It is not mandatory for employers to provide health
insurance coverage to their employees. It is a voluntarily
decision taken on the part of the employer to provide
these benefits. If health benefits policies are established
and promised to employees, then employers are obligated
to provide them. If employers provide health benefits,
they should provide the same coverage and benefits to
all employees without discrimination.
Generally, employers have a wide variety of benefit
plans for their employees. However, when these
plans require contributions from covered employees,
they may include deductibles and co-pay provision.
Many state laws require employers offering health
benefits to provide certain minimum mandated coverage,
such as medical and surgical benefits, treatment of
alcoholism or drug abuse, mammograms, and treatment
of mental illness. It is better to check with your
state’s health commissioner to question your
employer’s health insurance plan’s minimum
mandate coverage. If employers are not offering the
requisite coverage, they might be held responsible
for medical expenses that the employee incurs as a
result. Employees can pursue their claims through
private legal action or their state’s department
of health and welfare.
Specific rules for women and old
aged employees
Women: Employers
providing health benefits should extend the same benefit
coverage to women who are absent from work because
of childbirth or disabilities related to pregnancy,
as are provided to employees for other disabilities.
Older-age employees:
Employees over the age of 65 have to be offered the
same health insurance coverage that is being offered
to younger employees and their spouses. The older
employees cannot be asked to pay more than younger
employees to participate in the program. In case of
voluntary participation, the premium charged to older
employees cannot be higher than that for younger employees.
If the employee is covered by health insurance, the
question that perturbs the employee most is, “What
will happen if I’m fired?” A federal law,
The Consolidated Omnibus Budget Reconciliation Act
(COBRA) requires employers to offer employees the
opportunity to continue health insurance once the
termination becomes effective. The termination can
be due to any reason other than gross misconduct.

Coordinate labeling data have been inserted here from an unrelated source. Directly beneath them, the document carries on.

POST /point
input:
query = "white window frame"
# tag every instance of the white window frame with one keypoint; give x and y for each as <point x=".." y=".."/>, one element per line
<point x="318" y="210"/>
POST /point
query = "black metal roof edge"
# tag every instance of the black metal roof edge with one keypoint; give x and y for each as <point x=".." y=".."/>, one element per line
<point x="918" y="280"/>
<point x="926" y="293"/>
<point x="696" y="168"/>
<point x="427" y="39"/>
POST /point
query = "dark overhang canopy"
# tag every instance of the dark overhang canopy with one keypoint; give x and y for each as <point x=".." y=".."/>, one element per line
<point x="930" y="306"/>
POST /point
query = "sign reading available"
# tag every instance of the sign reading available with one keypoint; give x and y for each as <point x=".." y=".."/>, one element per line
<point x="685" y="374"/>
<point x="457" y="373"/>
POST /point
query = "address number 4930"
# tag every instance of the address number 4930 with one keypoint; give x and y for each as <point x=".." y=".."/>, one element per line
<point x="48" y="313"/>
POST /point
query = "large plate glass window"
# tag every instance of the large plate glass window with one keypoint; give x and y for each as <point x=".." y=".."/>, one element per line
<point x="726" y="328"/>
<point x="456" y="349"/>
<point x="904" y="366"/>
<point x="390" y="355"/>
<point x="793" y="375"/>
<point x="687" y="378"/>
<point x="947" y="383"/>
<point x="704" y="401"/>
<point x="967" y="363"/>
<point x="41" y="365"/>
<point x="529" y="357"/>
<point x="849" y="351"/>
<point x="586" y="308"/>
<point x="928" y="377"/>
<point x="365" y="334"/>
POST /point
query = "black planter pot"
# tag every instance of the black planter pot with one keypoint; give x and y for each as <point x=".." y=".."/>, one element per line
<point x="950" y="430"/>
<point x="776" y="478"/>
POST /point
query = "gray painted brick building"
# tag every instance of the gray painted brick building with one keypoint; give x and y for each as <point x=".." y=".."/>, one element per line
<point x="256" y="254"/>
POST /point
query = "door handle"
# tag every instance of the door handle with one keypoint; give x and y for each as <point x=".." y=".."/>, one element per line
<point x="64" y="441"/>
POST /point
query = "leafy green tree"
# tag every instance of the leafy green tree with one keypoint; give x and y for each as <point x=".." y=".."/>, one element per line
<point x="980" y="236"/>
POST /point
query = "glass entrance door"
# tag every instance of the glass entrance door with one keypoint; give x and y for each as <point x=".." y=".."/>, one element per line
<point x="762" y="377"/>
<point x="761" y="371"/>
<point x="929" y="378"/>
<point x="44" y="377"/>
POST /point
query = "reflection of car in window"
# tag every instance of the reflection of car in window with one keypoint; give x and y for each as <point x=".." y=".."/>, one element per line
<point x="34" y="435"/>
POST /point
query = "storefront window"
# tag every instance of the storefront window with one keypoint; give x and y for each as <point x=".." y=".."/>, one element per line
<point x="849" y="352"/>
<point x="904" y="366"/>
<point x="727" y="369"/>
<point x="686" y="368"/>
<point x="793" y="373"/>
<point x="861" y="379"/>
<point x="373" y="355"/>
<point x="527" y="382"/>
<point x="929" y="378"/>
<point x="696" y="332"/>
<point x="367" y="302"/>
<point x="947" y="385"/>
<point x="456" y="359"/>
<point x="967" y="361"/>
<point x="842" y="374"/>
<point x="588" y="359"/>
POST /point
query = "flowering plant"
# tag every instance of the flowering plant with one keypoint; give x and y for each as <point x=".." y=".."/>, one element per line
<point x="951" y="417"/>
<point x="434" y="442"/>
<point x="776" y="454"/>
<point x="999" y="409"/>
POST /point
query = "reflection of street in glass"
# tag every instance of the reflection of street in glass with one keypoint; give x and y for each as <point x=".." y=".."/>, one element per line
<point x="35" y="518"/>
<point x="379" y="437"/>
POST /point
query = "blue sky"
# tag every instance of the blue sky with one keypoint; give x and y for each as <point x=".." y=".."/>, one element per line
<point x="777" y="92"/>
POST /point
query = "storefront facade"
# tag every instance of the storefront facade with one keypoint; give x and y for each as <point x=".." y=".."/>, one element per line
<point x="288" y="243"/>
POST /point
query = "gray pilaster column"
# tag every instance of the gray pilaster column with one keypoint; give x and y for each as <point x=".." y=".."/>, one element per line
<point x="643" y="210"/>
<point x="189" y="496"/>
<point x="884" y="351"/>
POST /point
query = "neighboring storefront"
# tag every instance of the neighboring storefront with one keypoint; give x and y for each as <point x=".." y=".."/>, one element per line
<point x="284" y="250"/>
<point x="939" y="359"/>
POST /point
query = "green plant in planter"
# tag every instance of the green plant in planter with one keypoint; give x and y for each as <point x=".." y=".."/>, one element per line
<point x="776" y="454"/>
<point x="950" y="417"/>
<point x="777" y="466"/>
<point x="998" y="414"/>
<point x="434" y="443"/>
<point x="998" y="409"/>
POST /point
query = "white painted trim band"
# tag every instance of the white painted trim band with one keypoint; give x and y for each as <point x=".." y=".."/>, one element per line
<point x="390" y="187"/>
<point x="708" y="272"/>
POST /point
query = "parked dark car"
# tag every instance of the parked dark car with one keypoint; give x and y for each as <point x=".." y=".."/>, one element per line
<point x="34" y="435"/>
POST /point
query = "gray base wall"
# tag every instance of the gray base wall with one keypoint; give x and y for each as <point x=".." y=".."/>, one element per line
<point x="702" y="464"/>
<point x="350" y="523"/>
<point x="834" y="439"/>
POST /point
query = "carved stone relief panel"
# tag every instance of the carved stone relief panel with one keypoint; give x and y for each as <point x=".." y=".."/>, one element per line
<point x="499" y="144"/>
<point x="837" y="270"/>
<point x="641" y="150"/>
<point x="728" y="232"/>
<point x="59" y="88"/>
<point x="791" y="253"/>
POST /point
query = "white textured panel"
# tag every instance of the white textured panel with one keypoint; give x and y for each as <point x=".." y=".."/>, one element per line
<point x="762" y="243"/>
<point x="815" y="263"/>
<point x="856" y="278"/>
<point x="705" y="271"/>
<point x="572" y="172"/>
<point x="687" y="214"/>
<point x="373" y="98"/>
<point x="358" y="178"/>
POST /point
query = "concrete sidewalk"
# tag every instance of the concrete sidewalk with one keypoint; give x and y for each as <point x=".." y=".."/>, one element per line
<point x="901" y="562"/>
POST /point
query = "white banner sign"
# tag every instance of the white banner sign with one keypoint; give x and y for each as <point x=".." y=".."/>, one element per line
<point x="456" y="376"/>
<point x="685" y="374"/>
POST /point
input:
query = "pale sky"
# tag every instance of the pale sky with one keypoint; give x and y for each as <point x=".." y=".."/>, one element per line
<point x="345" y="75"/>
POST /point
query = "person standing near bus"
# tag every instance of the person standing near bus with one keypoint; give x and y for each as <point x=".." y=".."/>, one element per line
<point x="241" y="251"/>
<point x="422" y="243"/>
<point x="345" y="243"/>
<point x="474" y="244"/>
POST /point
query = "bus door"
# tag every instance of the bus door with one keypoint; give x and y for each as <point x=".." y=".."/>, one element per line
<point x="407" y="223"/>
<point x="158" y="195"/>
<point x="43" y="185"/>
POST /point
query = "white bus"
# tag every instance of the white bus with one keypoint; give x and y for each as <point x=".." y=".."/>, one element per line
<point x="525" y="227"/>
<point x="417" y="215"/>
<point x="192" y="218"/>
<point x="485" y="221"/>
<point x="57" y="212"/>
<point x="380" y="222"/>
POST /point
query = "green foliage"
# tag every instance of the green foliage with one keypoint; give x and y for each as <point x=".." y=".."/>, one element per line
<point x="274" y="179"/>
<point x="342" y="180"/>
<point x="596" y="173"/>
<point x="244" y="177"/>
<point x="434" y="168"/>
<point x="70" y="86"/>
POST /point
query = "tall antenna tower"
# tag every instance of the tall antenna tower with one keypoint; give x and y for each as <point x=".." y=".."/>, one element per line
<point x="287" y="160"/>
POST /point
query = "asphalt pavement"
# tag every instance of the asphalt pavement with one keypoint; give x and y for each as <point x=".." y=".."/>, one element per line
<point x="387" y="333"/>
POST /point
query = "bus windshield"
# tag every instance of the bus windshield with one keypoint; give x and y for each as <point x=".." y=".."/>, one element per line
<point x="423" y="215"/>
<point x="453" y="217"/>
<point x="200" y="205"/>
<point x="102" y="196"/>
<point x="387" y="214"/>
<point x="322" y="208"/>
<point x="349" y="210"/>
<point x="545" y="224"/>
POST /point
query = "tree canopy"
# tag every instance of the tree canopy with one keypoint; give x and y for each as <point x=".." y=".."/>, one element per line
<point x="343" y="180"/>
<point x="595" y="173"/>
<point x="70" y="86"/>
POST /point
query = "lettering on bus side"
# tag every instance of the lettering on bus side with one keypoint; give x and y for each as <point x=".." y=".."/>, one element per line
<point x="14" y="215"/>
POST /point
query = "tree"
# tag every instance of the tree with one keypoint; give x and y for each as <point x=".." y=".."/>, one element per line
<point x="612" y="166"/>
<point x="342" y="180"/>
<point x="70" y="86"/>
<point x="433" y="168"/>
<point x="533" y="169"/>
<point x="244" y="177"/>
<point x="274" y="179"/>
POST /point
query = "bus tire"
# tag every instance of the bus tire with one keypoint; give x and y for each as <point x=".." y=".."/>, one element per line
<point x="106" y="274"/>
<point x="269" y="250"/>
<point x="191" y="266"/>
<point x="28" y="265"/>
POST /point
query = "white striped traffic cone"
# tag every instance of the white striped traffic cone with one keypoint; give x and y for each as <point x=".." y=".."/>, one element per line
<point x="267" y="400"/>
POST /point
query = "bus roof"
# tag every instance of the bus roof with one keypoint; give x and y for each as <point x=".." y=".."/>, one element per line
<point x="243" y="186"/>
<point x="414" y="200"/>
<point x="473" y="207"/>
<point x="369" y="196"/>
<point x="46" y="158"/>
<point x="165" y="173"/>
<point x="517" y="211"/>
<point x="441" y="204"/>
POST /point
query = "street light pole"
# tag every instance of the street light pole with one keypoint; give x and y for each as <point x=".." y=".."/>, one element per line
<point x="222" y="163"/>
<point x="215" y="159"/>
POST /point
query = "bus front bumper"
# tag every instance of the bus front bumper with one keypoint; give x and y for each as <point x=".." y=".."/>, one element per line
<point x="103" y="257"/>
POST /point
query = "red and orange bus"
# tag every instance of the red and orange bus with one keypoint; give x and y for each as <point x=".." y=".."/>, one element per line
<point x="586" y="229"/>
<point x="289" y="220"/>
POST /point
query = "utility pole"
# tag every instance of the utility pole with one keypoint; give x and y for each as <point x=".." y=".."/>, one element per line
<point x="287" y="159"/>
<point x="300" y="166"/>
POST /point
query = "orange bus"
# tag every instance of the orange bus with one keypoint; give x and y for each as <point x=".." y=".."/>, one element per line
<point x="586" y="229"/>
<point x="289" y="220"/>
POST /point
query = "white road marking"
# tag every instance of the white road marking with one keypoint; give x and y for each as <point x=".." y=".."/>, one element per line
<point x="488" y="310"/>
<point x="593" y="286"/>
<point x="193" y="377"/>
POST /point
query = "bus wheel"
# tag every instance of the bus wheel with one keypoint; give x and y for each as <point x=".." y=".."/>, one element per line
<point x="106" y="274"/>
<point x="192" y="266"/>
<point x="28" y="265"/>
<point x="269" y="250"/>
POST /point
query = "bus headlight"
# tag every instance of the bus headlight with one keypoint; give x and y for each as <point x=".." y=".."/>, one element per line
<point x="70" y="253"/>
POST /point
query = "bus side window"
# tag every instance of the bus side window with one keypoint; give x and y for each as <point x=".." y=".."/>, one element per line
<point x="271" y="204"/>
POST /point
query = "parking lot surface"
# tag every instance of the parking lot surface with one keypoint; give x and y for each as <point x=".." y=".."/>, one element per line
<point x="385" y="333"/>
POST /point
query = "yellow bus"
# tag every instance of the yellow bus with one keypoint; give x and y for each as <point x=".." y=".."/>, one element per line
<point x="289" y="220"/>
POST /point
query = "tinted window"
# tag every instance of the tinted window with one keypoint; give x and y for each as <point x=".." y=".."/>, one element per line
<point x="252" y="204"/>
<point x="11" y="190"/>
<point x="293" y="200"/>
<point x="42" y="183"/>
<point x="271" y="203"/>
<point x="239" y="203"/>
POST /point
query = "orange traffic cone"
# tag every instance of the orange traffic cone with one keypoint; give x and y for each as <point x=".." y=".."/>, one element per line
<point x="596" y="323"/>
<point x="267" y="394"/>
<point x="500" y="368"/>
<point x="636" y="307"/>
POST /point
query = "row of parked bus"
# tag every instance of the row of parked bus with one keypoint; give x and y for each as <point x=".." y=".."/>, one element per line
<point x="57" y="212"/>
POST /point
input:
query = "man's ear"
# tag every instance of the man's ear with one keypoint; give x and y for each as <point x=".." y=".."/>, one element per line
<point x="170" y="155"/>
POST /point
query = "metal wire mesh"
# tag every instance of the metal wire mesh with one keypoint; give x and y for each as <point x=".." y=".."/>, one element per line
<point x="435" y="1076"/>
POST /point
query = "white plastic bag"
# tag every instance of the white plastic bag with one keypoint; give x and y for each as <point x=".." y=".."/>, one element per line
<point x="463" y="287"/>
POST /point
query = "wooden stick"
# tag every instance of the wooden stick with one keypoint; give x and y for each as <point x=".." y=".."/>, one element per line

However, the denial of continued insurance coverage
by the insurance administrator because of gross misconduct
is less.
COBRA
The Consolidated Omnibus Budget Reconciliation Act
(COBRA) gives workers and their families who lose
their health benefits the right to choose to continue
group health benefits provided by their group health
plan for limited periods of time, under certain circumstances
such as voluntary or involuntary job loss, reduction
in the hours worked, transition between jobs, death,
divorce, and other life events. Qualified individuals
may be required to pay the entire premium for coverage
up to 102% of the cost to the plan.
COBRA generally requires that group health plans
sponsored by employers with 20 or more employees in
the prior year offer employees and their families
the opportunity for a temporary extension of health
coverage (called continuation coverage) in certain
instances where coverage under the plan would otherwise
end.
COBRA outlines how employees and family members may
elect continuation coverage. It also requires employers
and plans to provide notice.
The coverage is not automatic. Employees should notify
the company or administrator about their desire to
be continued or elect to remain in the health benefit
plan. Employers must notify each employee and his/her
spouse of their COBRA rights as they join the insurance
plan or within 30 days. Employers have 30 days to
notify the plan administrator that an employee, dependent,
and/or spouse is no longer eligible to continue in
the group.
Premiums- Employees
electing continuation of coverage must pay the first
premium within 45 days of making the election. After
the first premium payment, the employee must pay additional
premiums within 30 days of when they are due. When
the employee decides to continue under the employer’s
(MISSING WORD), it is the employee who has to pay
the premium, not the employer. The premium can be
over $500/month for family coverage. In certain cases,
the employer may require the employee to pay up to
102% of the premium (2% is charged for administration
costs). The premium should be send to the employer,
not the insurance company. It should be send every
month; otherwise the coverage will lapse.
HIPAA Health Insurance Reform
Title I of the Health Insurance Portability and Accountability
Act of 1996 (HIPAA) protects health insurance coverage
for workers and their families when they change or
lose their jobs. Visit this site to find out about
pre-existing conditions and portability of health
insurance coverage.
The reform assures that the uninsured employee who
desires to be part of a group health insurance plan
cannot be charged higher premiums because of his/her
present or past medical record. The employee may only
be denied coverage on the basis of pre-existing conditions
for a maximum of 12 months. However, if an employee
had continuous coverage prior to beginning a new job,
and no more than 63 days had passed since the last
date of coverage, the oneyear exclusion period for
pre-existing conditions is reduced by the number of
months that the employee previously had coverage.
Many states have their own version of COBRA covering
smaller employers, and some even cover all employers
who offer group insurance to their employees.